The expect lifetime of your customers is then: 1 / 0.145 = 6.9 years. If you are able to reduce the churn to 8% after hard work. The average lifetime increases to no less than 12.5 years. 7. Customer Acquisition Cost (CAC) We have already discussed the concept of customer acquisition Boost sales Encourage cost (CAC) sideways. The CAC shows which recruitment costs can be related to the acquisition of a customer. In formula: CAC = total acquisition costs / number of new customers So suppose we bring in 50 new customers with a marketing campaign that cost $10,000, then the CAC is 10,000 / 50 = $200.
Increase Revenue Incentivize
Again, you can choose whether only directly related costs are includ, such as online advertising, or also overhead, such as marketing salaries. Whatever choice you make, it is important that you work with consistent definitions that are unambiguously apply in the various departments in an organization. Avoid that departments such as finance and Luxembourg Phone Number marketing use different definitions and therefore speak a different language. Case ‘telecom company’ One more note about CAC. As I mention in my discussion of churn, it is essential that metrics are consider in the right context.
Retain new customers Incentivize
A short case to illustrate this. Example of how you can put different metrics next to each other.
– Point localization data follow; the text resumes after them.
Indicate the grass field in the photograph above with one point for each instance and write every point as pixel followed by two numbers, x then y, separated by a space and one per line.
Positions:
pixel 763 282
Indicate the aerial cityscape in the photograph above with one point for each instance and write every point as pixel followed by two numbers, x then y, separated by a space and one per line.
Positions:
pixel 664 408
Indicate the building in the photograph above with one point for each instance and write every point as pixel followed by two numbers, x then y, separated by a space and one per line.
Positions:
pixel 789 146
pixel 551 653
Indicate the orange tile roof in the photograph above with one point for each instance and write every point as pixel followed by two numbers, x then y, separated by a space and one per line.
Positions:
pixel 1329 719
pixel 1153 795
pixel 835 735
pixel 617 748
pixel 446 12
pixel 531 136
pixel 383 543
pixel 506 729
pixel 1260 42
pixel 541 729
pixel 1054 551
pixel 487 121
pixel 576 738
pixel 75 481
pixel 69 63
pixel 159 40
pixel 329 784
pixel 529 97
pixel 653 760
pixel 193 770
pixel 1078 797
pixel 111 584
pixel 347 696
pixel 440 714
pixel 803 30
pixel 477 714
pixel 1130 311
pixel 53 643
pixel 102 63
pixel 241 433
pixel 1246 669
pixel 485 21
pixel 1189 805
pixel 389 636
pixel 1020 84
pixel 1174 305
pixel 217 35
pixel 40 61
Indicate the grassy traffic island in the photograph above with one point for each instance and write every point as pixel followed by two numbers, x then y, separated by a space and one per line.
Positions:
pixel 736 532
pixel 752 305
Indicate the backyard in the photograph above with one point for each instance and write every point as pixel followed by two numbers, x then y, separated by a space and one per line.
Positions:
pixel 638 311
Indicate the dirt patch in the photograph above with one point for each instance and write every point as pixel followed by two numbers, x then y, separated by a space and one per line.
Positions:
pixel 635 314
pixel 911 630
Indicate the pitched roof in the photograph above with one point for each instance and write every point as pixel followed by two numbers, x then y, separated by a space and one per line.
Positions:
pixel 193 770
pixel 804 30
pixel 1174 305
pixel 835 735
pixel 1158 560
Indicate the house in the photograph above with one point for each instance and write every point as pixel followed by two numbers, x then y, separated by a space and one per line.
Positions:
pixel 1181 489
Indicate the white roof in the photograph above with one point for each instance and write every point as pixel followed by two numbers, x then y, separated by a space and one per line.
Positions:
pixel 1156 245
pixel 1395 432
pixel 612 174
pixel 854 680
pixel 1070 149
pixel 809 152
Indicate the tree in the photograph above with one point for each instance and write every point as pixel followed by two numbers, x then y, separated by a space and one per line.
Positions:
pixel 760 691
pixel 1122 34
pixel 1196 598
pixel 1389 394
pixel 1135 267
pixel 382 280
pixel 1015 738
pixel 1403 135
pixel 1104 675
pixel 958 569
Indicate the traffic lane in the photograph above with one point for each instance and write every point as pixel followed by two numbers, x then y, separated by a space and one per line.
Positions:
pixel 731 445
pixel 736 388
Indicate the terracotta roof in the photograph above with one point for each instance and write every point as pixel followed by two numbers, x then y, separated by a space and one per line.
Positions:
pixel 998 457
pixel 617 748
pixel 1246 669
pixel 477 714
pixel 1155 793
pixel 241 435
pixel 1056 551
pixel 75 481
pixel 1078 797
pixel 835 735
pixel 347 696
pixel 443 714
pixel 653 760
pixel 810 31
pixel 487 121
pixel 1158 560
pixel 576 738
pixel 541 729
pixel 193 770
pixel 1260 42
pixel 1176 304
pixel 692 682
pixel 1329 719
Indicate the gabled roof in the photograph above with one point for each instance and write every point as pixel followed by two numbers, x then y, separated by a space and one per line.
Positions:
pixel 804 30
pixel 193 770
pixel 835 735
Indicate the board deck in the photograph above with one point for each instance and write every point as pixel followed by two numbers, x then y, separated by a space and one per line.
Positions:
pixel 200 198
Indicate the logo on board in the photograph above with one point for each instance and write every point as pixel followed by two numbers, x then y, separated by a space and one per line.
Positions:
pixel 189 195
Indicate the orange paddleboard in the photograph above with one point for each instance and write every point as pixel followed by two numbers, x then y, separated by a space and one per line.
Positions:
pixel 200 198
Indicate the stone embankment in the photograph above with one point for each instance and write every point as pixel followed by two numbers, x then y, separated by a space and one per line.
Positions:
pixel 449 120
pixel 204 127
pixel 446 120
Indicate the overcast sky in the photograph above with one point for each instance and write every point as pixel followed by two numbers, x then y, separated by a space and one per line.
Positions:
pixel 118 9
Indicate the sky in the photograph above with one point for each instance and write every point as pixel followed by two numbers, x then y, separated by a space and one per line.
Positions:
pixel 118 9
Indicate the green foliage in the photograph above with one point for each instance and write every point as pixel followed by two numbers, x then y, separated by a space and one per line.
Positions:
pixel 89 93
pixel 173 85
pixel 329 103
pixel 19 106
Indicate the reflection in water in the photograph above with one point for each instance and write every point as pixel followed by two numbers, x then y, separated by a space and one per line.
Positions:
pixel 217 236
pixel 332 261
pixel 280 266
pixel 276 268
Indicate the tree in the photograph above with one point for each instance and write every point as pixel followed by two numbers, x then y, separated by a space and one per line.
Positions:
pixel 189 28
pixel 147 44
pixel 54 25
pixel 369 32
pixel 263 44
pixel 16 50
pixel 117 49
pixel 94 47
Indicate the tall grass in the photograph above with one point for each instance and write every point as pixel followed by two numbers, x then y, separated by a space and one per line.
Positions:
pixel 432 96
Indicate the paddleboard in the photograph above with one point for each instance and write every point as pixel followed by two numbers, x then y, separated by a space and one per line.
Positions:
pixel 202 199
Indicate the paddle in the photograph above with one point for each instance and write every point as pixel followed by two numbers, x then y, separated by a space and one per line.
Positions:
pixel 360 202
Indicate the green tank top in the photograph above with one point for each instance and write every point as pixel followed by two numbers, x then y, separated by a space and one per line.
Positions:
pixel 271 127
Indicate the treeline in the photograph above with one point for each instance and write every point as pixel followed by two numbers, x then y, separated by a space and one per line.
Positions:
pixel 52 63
A telecom company evaluates three different channels: a specialist telecom shop, a retail chain and its own webshop. The sales department of the telecom company is initially extremely satisfice with the retail chain with which an agreement has been enter into. This channel attracts no less than 200,000 customers on an annual basis. The CAC (customer acquisition cost) of the retail chain also looks good and is well below the level of that of the telecom shop. However, the finance department delicately points out a number of other metrics: churn and ARPU (average revenue per user).